International investors who stayed away while the Aussie dollar tumbled 20 to 30c are now buying back into blue-chip stocks as our market is looking relatively cheap, particularly for US funds.

While the US market rallied 11 per cent last year, it is slightly negative for 2015; by contrast, our market only rose 1.2 per cent last year but has jumped 6 per cent since the start of the year. According to Bloomberg data, the ASX200 has been the best world performer out of a group of 93 indices since January 20, in local currency terms.

The euphoria has been driven by the Reserve Bank’s sudden change of heart, which it attributed on Friday to a softer growth outlook -- not that the data has actually weakened at all since its last public comments. It softened up markets a few days prior to the cut by giving ‘guidance’ to a journalist.

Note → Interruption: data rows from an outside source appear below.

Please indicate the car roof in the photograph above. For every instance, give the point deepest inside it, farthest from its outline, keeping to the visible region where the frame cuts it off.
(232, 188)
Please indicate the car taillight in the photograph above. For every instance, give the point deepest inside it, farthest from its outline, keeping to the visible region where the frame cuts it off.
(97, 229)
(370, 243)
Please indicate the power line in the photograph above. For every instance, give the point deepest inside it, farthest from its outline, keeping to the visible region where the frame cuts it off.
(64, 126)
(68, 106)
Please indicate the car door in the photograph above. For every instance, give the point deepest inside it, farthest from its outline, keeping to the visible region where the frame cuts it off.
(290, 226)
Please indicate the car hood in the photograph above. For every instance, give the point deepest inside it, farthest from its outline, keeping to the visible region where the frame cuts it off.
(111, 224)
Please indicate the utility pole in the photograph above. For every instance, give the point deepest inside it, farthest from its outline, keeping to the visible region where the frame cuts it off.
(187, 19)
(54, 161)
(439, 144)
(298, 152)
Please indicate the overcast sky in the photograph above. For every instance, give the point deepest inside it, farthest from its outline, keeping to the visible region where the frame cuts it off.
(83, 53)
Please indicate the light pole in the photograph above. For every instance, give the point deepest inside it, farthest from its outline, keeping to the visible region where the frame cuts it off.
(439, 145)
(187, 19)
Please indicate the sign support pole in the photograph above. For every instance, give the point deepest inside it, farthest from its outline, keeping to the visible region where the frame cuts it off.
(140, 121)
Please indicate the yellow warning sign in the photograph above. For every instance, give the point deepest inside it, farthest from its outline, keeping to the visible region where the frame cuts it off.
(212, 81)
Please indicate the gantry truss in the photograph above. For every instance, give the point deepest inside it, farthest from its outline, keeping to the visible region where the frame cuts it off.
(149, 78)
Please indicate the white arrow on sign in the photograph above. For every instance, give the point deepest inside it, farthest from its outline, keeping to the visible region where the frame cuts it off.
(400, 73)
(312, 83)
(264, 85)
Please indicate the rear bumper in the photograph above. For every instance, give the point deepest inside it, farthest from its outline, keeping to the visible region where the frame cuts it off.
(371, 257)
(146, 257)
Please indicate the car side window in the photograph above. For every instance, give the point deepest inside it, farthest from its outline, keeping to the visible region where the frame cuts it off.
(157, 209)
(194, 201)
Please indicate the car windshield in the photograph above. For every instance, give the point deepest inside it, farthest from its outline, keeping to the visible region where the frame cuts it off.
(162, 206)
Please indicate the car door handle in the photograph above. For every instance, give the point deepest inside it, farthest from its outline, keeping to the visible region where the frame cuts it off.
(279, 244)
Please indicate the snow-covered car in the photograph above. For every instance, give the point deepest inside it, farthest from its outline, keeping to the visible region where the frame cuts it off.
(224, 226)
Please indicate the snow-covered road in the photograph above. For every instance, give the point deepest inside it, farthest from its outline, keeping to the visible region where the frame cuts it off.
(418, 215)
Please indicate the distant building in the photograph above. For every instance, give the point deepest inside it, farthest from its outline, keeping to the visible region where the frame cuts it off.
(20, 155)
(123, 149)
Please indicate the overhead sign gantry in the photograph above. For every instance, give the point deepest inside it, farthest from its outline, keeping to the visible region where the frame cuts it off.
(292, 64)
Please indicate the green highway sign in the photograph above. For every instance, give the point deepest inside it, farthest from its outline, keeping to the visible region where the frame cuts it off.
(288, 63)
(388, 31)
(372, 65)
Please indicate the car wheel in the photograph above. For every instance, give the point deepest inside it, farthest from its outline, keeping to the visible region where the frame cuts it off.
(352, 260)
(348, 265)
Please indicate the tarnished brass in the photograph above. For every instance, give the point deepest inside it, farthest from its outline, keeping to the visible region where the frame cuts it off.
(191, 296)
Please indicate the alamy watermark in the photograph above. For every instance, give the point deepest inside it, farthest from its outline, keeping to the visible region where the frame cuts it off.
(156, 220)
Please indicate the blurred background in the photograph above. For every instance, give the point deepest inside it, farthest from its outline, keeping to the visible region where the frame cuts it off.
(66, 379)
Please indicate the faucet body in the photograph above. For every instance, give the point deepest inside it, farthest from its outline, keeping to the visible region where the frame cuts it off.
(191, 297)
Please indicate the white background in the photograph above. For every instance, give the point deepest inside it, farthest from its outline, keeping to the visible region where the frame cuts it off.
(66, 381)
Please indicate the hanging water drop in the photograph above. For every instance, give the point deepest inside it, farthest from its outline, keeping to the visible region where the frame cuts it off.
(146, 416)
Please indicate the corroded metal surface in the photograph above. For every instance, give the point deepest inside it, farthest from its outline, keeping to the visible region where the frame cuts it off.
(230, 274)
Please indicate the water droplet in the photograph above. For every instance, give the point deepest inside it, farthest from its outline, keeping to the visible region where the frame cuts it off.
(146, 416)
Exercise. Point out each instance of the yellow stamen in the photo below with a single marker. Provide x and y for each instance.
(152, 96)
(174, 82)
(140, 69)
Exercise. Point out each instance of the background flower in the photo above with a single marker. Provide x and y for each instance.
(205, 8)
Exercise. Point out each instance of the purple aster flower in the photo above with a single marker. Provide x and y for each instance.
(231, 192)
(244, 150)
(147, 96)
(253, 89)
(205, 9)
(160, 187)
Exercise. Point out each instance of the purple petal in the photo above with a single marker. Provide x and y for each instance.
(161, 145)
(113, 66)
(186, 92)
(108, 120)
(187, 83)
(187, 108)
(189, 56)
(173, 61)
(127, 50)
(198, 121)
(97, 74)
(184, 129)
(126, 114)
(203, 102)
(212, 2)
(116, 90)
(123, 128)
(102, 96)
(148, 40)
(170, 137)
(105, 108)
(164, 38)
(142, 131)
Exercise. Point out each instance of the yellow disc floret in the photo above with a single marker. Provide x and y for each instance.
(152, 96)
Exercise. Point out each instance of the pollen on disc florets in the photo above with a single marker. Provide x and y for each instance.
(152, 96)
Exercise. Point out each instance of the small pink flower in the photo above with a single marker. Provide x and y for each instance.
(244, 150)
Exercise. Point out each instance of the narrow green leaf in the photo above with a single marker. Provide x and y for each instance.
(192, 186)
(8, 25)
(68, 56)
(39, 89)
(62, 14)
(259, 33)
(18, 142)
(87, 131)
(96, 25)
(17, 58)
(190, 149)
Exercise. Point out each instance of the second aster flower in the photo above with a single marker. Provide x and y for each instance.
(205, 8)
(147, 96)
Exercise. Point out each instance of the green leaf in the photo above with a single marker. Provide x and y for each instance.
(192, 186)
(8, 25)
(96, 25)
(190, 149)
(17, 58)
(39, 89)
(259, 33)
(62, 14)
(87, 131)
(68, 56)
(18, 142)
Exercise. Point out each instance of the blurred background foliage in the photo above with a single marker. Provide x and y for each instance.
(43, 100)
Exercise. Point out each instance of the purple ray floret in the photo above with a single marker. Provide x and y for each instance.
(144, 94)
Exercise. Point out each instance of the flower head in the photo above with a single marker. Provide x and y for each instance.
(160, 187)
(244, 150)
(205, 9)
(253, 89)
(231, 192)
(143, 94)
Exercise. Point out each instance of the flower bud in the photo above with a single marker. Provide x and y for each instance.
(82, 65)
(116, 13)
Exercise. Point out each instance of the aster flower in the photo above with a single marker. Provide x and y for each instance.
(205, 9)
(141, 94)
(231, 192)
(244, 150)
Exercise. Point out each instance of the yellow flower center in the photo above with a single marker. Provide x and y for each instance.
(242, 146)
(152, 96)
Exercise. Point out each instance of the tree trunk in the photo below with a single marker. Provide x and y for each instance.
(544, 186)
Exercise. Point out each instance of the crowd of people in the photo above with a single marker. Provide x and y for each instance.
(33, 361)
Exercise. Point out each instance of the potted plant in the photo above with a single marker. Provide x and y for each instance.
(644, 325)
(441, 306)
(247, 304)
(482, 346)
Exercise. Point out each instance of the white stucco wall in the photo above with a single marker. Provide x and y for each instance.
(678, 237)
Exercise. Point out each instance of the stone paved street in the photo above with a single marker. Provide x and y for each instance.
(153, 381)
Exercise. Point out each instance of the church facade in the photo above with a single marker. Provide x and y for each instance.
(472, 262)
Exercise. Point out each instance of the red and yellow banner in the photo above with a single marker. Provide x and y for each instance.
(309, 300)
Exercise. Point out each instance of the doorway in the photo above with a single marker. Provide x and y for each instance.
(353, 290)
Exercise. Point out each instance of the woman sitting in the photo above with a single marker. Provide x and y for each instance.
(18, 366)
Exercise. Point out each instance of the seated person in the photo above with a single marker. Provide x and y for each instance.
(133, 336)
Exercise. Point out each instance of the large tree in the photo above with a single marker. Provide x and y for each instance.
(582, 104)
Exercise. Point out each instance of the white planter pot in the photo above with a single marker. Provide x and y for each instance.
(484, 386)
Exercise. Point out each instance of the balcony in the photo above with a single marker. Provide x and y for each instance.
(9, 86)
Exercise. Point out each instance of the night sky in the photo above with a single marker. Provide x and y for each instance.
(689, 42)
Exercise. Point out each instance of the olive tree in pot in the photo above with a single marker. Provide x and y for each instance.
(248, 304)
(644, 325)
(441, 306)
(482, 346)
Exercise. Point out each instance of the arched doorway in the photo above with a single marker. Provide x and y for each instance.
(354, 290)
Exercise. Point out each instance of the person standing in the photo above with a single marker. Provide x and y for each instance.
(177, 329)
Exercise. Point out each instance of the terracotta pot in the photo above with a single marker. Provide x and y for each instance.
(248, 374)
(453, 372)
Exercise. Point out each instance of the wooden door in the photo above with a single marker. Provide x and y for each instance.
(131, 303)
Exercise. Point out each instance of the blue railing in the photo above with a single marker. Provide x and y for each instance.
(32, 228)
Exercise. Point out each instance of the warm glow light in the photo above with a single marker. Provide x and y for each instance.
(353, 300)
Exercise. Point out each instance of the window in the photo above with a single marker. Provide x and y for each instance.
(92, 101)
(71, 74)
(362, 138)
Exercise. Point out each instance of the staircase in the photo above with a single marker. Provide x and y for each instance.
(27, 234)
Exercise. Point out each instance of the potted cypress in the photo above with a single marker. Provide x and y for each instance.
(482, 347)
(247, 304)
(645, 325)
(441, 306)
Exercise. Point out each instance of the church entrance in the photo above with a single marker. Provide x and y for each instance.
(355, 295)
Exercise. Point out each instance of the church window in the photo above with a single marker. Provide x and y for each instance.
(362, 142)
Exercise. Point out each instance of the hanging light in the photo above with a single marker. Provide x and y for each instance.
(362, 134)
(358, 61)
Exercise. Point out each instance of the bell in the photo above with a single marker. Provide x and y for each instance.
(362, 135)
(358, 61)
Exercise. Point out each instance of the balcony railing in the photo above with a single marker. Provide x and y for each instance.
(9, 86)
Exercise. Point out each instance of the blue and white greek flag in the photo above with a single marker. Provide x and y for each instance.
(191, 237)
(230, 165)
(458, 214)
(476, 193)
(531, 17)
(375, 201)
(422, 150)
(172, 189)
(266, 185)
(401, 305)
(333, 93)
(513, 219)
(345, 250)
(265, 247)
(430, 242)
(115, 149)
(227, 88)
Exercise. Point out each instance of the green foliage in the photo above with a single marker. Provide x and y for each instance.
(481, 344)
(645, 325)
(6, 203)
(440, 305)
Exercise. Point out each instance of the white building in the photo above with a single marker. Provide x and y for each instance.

“Growth overall is now forecast to remain at a below-trend pace somewhat longer than had earlier been expected,” the Reserve Bank said, as consumption growth remains below average and non-mining investment fails to recover before late 2015. Above-trend growth is not expected for at least the rest of 2015.

Spare capacity and high unemployment are forecast to continue, cost pressures will remain subdued and the currency remains “above most estimates of its fundamental value”, providing less help to the economy than it could.

Economists also know that the RBA rarely moves in isolated steps, and most often in the past has followed one easing with a second cut a month or two later. Markets are pricing in another move by May at the latest. So yields on cash will only head south.

The Australian government on Friday sold a 2019 bond at a record low yield (below 2 per cent), as new issuance catches up to already low market rates.

Since the ECB entered the brave new world of quantitative easing, the Swiss National Bank gave up protecting its peg and central banks around the world have been scrambling to devalue their currencies through rate cuts. “The globe has become yield-mad," says IG Markets strategist Evan Lucas. “It has sent bond and equities markets into a bidding frenzy.”

The determination of central banks should not be underestimated. Denmark just cut rates for the fourth time this year, saying it will defend its currency peg indefinitely, and there is no upper limit to the size of its foreign exchange reserves.

This has caused unprecedented confusion for Denmark’s banks and their mortgage lending books. The official deposit rate has been cut to minus 0.75 per cent and government bond yields are negative out to five-year maturities. (One bank, Nordea Kredit, has reportedly taken its mortgage lending rate negative while the other banks are sensibly delaying such a move pending talks with the government.)

Since the rally in the Australian market began on January 21, the benchmark index has gained 513 points, or 9.7 per cent.

The consequence of the RBA’s unexpected easing is clear in leading stocks: three of the big four banks hit record highs this week, with the Commonwealth Bank fast approaching $100. Both CBA and another favourite high-yielder Telstra are on a net yield of around 4.5 per cent, although that will diminish.

“Banks look expensive across every measure, except yield differential,” says Brad Potter, head of Australian equities at Nikko Asset Management.

CBA is now trading at the high end of its valuation range and a lot of industrials are looking expensive, with fund managers saying it is impossible to find earnings growth at a reasonable price. If the economy picks up in the second half of the year, some of the current stock speculation may be warranted.

What happens if the economy does remain sluggish for longer, as the Reserve Bank is arguing? The implications for corporate earnings would not be positive.